Em sua visita a São Paulo, Lewis ministrou palestra no dia 17 de junho sobre vacinação via mucosas nasal e oral no Instituto Butantan. O objetivo principal em privilegiar essas vias, segundo ele, é o de evitar contaminações por seringas. O St. Georges Vaccine Institute desenvolve programas voltados a estudos de doenças como shiguelose, AIDS e tuberculose que afetam principalmente países em desenvolvimento, tendo parcerias no Equador, África do Sul, Índia, Vietnã e Brasil, entre outros. No que tange ao projeto de identificação e classificação dos E. coli patogênicos, destacou-se pelo avanço nos estudos para a utilização dos melhores adjuvantes nas vacinas em teste. Os adjuvantes são substâncias que aumentam a resposta imune do organismo quando um antígeno é aplicado.
Somente do Laboratório Especial de Microbiologia, o Butantan conta atualmente com sete pesquisadores e diversos alunos da pós-graduação voltados para o estudo da EPEC, trabalhando com epidemiologia, fatores de virulência e diagnóstico.

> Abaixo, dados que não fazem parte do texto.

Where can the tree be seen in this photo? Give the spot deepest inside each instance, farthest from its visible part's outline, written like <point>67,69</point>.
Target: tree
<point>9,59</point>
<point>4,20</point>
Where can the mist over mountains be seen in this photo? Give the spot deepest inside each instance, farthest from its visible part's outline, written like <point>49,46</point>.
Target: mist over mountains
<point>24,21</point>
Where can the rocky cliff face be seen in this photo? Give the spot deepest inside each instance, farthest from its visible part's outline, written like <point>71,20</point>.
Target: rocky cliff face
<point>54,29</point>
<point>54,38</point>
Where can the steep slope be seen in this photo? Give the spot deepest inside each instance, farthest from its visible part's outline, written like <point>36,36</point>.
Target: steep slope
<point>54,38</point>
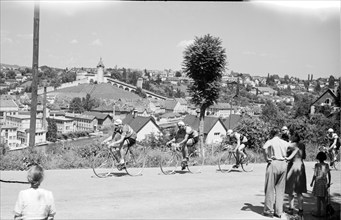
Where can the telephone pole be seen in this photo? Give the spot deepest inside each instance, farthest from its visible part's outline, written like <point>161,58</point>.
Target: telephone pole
<point>34,75</point>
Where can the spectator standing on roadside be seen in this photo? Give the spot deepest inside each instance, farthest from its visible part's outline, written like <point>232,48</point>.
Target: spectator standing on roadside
<point>275,151</point>
<point>296,177</point>
<point>35,203</point>
<point>321,182</point>
<point>285,133</point>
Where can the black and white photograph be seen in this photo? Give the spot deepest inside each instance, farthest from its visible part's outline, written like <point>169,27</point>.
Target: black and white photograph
<point>170,109</point>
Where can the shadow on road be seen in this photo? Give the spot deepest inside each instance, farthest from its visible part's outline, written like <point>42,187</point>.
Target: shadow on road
<point>250,207</point>
<point>112,174</point>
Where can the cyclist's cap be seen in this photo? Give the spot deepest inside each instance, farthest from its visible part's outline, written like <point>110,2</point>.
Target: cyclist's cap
<point>181,124</point>
<point>118,122</point>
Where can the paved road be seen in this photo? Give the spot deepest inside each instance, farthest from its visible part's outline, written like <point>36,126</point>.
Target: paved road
<point>208,195</point>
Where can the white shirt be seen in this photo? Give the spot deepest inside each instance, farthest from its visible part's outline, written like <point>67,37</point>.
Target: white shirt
<point>278,147</point>
<point>35,204</point>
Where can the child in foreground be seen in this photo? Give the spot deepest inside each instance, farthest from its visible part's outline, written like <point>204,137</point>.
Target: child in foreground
<point>322,179</point>
<point>35,203</point>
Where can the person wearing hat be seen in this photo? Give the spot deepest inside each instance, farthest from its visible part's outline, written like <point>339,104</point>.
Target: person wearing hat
<point>242,142</point>
<point>334,145</point>
<point>126,139</point>
<point>185,137</point>
<point>285,133</point>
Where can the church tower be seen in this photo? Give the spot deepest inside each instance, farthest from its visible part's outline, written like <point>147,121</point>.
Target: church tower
<point>100,71</point>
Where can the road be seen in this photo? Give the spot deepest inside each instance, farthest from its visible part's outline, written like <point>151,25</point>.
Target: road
<point>208,195</point>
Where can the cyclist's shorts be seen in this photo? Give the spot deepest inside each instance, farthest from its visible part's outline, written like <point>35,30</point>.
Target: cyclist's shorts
<point>195,140</point>
<point>131,141</point>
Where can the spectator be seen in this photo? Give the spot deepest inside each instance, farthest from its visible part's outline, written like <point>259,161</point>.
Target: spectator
<point>275,151</point>
<point>296,177</point>
<point>321,181</point>
<point>35,203</point>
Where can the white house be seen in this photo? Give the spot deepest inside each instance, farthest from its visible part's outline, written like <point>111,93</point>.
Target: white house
<point>143,126</point>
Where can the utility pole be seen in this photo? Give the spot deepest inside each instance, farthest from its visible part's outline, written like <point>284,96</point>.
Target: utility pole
<point>34,75</point>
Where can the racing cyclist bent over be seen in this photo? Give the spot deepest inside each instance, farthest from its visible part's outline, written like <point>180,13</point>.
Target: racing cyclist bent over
<point>191,137</point>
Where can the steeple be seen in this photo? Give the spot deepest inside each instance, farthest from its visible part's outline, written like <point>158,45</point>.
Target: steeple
<point>100,63</point>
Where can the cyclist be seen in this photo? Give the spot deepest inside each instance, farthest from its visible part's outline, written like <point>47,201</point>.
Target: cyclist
<point>127,139</point>
<point>190,138</point>
<point>285,133</point>
<point>334,145</point>
<point>242,142</point>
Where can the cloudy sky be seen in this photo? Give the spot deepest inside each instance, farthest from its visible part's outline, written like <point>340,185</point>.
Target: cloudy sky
<point>260,37</point>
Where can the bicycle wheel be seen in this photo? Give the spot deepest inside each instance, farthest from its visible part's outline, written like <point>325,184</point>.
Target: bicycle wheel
<point>226,161</point>
<point>169,162</point>
<point>103,164</point>
<point>196,161</point>
<point>248,162</point>
<point>135,160</point>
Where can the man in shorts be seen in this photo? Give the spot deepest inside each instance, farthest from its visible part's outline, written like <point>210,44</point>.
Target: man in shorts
<point>242,142</point>
<point>334,145</point>
<point>190,139</point>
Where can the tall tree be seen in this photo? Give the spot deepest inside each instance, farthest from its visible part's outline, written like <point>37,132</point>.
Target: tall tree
<point>331,82</point>
<point>204,62</point>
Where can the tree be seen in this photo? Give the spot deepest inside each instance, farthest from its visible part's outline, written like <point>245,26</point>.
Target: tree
<point>317,87</point>
<point>76,105</point>
<point>51,134</point>
<point>331,82</point>
<point>177,74</point>
<point>204,62</point>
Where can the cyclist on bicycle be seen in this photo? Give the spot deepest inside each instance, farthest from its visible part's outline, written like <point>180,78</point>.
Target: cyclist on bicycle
<point>191,137</point>
<point>242,142</point>
<point>127,139</point>
<point>334,145</point>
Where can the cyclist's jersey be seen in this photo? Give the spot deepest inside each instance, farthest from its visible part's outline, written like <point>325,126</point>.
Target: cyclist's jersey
<point>241,137</point>
<point>127,132</point>
<point>191,132</point>
<point>332,138</point>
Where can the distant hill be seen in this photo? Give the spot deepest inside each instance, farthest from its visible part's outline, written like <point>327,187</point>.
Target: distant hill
<point>11,66</point>
<point>100,91</point>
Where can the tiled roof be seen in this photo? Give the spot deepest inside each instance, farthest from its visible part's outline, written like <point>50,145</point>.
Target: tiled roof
<point>138,122</point>
<point>98,115</point>
<point>194,122</point>
<point>8,103</point>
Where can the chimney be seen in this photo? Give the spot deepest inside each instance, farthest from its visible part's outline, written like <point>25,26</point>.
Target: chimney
<point>113,111</point>
<point>198,113</point>
<point>134,113</point>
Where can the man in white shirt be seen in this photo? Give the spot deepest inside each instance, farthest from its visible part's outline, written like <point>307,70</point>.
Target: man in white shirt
<point>275,151</point>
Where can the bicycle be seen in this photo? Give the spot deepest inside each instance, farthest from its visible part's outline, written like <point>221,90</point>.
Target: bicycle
<point>228,160</point>
<point>336,165</point>
<point>172,157</point>
<point>106,159</point>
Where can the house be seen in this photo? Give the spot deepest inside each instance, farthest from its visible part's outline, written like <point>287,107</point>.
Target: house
<point>64,125</point>
<point>214,128</point>
<point>7,107</point>
<point>24,137</point>
<point>173,105</point>
<point>328,98</point>
<point>8,133</point>
<point>83,122</point>
<point>104,120</point>
<point>143,126</point>
<point>220,110</point>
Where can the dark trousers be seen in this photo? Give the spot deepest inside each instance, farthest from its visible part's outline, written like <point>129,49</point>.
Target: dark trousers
<point>275,178</point>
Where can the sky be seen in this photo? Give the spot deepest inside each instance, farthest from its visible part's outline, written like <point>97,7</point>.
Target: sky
<point>291,37</point>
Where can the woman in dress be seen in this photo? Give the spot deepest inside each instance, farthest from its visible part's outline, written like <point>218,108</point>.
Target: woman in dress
<point>296,176</point>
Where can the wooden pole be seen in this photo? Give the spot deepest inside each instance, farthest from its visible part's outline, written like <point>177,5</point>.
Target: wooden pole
<point>34,75</point>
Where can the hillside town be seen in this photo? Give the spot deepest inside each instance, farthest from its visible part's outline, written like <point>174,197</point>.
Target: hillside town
<point>147,110</point>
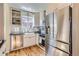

Além disso, a Fapesp aprovou recentemente um projeto temático envolvendo alguns setores do Instituto e do Departamento de Microbiologia do ICB/USP, voltado especificamente a um tipo de EPEC atípica que tem aparecido com maior freqüência nos últimos anos. “Pouco se sabe sobre este patótipo, que parece ser um patógeno com fatores de virulência de alguns dos outros”, conta Roxane Piazza, “mas esses resultados teremos ao longo dos próximos quatro anos”.